Donner les moyens matériels et financiers à celles et ceux dont on attend un résultat peut effectivement sonner comme une évidence. Le meilleur boulanger du monde ne peut faire du bon pain en claquant des doigts ; il lui faudra nécessairement des ustensiles, des matières premières, un espace de travail mais aussi le temps nécessaire au repos de la pâte et à la cuisson. Donner les moyens et respecter le temps nécessaire à la réalisation des activités est donc essentiel si l’on veut que quelqu’un réussisse la mission qui lui est confiée.

En revanche, donner des outils ne suffit pas si les personnes ne savent pas les utiliser. Avoir les compétences requises pour mener à bien la mission confiée est nécessaire pour tout type de métier, qu’il soit question ou non d’empowerment. Cependant, exercer son métier avec davantage d’autonomie peut nécessiter également de développer des compétences spécifiques. « Dans les perspectives néolibérale et social-libérale, l’empowerment implique le développement d’une capacité d’action individuelle reposant sur une capacité à faire des choix rationnels, utiles, effectifs ou intentionnels. » (Bacqué & Biewener, 2013).

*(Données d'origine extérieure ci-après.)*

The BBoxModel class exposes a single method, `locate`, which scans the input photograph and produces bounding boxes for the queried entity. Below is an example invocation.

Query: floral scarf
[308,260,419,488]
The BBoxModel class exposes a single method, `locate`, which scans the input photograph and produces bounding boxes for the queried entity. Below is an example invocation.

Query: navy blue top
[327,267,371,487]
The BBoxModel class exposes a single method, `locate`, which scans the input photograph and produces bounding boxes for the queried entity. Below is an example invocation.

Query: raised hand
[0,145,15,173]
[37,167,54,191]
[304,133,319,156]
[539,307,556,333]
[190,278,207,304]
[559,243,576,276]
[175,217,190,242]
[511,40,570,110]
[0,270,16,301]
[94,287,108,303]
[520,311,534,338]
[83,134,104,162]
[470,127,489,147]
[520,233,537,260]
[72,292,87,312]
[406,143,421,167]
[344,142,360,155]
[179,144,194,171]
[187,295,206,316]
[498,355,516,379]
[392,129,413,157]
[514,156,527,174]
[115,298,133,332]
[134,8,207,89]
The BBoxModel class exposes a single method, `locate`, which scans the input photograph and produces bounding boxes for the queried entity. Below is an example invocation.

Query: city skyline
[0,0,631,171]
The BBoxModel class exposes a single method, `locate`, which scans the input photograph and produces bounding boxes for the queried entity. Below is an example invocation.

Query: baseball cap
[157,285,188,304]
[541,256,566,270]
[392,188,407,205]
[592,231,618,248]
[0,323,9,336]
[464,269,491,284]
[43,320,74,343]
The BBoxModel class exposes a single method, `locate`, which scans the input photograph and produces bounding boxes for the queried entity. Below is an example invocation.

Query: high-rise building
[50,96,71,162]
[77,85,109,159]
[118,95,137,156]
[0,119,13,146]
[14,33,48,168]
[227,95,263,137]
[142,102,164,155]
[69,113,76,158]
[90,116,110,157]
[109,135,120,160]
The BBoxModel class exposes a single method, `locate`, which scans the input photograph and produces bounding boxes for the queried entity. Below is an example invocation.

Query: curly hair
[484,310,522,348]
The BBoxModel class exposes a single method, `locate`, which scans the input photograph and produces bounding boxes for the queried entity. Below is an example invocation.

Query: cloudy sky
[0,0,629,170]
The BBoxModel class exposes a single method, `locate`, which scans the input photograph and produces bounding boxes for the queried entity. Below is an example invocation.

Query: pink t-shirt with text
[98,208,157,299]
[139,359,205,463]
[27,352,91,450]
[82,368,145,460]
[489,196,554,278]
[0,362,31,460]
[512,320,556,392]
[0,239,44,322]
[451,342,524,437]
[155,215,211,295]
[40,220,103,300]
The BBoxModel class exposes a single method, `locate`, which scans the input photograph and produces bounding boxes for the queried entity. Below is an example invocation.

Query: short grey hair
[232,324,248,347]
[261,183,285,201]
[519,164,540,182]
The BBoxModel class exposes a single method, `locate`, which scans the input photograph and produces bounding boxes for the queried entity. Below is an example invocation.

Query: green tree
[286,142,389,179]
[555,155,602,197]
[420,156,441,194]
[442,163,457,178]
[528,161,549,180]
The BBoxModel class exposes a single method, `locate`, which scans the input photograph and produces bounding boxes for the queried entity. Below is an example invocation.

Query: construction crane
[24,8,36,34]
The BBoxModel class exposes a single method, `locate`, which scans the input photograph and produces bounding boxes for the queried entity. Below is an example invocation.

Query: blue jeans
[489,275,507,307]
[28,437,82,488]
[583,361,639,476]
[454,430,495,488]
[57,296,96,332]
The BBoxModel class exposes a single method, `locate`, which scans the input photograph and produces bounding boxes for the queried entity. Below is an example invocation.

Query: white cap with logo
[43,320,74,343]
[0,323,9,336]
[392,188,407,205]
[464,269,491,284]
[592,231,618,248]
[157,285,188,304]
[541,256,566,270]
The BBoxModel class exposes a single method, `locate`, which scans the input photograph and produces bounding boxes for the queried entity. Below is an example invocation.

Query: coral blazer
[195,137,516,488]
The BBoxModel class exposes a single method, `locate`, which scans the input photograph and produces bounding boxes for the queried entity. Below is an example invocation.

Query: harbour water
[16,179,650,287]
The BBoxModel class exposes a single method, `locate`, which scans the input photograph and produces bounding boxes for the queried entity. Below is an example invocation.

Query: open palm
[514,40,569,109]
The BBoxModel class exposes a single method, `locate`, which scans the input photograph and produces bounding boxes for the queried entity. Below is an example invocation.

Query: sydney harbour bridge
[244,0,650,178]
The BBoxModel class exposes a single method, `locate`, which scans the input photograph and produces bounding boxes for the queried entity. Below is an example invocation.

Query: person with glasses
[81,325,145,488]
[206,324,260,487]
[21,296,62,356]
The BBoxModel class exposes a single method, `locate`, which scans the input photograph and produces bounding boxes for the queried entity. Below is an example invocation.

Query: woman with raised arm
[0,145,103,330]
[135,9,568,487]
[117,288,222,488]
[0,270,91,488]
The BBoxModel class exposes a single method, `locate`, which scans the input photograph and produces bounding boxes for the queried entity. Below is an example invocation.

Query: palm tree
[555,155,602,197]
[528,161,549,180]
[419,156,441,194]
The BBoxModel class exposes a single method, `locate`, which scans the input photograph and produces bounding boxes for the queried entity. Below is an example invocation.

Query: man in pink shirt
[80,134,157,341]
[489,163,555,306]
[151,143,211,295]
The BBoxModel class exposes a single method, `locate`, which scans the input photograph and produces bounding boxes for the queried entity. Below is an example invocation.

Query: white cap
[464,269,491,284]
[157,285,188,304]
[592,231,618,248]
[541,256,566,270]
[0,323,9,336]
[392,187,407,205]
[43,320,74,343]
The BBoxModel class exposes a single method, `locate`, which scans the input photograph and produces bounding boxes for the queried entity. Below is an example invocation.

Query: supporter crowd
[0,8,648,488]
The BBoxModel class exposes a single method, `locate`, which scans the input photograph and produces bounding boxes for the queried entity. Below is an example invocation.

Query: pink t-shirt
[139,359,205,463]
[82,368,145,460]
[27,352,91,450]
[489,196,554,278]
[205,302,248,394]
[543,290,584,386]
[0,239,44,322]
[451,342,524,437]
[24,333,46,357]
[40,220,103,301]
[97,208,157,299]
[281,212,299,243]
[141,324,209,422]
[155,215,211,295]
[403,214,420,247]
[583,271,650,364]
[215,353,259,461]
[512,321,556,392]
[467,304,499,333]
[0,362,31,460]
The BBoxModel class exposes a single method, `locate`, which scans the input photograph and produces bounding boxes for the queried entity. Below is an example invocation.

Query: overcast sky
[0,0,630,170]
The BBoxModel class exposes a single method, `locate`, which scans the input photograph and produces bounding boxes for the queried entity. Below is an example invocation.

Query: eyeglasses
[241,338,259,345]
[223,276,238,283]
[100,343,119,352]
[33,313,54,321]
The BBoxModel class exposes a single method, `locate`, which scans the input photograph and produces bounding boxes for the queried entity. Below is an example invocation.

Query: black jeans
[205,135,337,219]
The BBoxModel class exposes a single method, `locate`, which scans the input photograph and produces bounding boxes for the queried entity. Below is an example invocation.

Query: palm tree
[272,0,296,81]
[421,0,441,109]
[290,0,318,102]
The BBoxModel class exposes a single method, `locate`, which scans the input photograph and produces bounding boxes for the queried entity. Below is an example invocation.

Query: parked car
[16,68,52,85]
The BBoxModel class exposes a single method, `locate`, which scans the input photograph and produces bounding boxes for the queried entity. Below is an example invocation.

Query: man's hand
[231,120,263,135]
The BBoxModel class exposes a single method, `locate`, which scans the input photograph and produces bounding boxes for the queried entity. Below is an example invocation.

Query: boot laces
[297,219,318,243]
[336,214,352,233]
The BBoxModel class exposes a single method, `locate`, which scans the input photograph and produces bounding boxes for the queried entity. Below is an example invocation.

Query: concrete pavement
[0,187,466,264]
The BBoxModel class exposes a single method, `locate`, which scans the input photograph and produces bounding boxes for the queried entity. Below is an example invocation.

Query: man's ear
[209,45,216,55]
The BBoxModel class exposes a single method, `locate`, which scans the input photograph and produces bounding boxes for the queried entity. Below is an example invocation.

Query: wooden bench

Appeler à l’empowerment de ses équipes ne suffit donc pas, il faut s’assurer qu’elles en aient les compétences et à défaut les développer.

Si la formation, l’accompagnement, le développement des compétences et l’outillage des personnes dont on attend qu’elles prennent plus de responsabilités est nécessaire, pousser la pratique à son extrême en décrivant dans le détail l’ensemble des comportements attendus, des tâches à réaliser ou des procédures à suivre mène à une infantilisation qui va à l’encontre du but poursuivi. Bien sûr, outiller les managers de proximité pour qu’ils soient le relais de cette culture de l’empowerment passe par l’explication de ce qui est attendu d’eux : comment faire un feedback ? Comment organiser le travail de son équipe ? Comment déléguer ou encore gérer son temps et ses priorités ?... Cela peut prendre différentes formes : la formation, le partage entre pairs, le coaching… Cependant, il faut être vigilant et développer une vision holistique de cette politique d’accompagnement afin de ne pas tomber dans l’écueil de l’infantilisation en imposant une seule manière de faire, une seule « méthode » dans la logique de « command and control » que l’on essaie justement de dépasser. Ainsi, le partage de « tips and tricks » et de comportements « in and out » peuvent être des contenus facilement diffusables dans son organisation pour acculturer les personnes et les accompagner pas à pas à adopter de nouvelles manières de travailler à condition cependant de ne pas les ériger en tant que procédures à suivre à la lettre.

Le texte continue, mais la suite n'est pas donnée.